Quinoa Salad with Peas, Radish & Strawberries

Recipe by Jaclyn Irwin



Cook Time


Prep Time



Serves 06

This fresh quinoa salad is perfect for early summer when strawberries are in season. With the addition of peas and radish, it becomes a more full side or main dish. Toasted walnuts, a lemony vinaigrette and goat cheese round it out and add even more flavour.


  1. 1

    Heat a small pot over medium heat and add 1 tsp of extra virgin olive oil. Pour in the quinoa and toast for two to three minutes, stirring often. Pour in the water and bring to a simmer. Reduce the heat and cook for 13 to 15 minutes, until cooked through.
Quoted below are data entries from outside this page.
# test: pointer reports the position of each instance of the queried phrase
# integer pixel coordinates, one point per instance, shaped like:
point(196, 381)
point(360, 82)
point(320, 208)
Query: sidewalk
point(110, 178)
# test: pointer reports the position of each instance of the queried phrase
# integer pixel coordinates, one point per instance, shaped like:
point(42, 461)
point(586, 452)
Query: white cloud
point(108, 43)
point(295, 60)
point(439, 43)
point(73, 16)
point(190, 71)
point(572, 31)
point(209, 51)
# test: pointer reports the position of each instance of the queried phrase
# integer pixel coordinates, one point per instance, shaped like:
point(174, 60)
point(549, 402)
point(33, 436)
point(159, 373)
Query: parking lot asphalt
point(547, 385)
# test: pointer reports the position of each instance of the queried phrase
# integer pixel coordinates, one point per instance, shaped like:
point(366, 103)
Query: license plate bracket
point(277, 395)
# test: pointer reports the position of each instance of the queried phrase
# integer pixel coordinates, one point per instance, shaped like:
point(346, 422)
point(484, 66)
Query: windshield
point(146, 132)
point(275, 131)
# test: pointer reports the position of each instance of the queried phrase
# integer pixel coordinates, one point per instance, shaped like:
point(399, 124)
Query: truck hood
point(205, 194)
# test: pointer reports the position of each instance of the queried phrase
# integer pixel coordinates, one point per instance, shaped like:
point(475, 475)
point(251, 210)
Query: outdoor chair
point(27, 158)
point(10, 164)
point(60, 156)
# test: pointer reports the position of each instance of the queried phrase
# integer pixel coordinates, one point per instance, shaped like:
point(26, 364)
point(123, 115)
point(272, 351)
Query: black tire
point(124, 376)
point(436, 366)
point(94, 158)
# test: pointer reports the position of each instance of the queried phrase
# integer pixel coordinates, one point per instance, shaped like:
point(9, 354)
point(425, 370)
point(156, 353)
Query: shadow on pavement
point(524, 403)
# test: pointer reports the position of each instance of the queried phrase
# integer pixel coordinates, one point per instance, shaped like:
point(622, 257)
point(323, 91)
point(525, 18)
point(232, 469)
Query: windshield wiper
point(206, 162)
Remove from the heat, cover and let stand for five minutes. Fluff with a fork, season with salt and pepper and remove the quinoa and set aside until ready to assemble.

  2. 2

    Wipe out the same pot and fill halfway with water. Bring to a boil and then add the peas and cook for three to five minutes, until cooked through. Drain and set aside.

  3. 3

    Pour the remaining ¼ cup olive oil into a jar or bowl and add the lemon juice and honey. Whisk to combine and season with salt and pepper.

  4. 4

    Pour the quinoa into a large salad bowl and add the strawberries, radish, peas and walnuts. Drizzle the dressing over and toss to combine. Add the mint, basil and goat cheese and toss once more to combine. Serve and enjoy!

  5. 5

    Notes: For more flavour: add a drizzle of balsamic glaze at the end.

  6. 6

    Substitutions: No quinoa: use farro or another grain. No walnuts: use another toasted nut such as pecans, almonds or pumpkin seeds.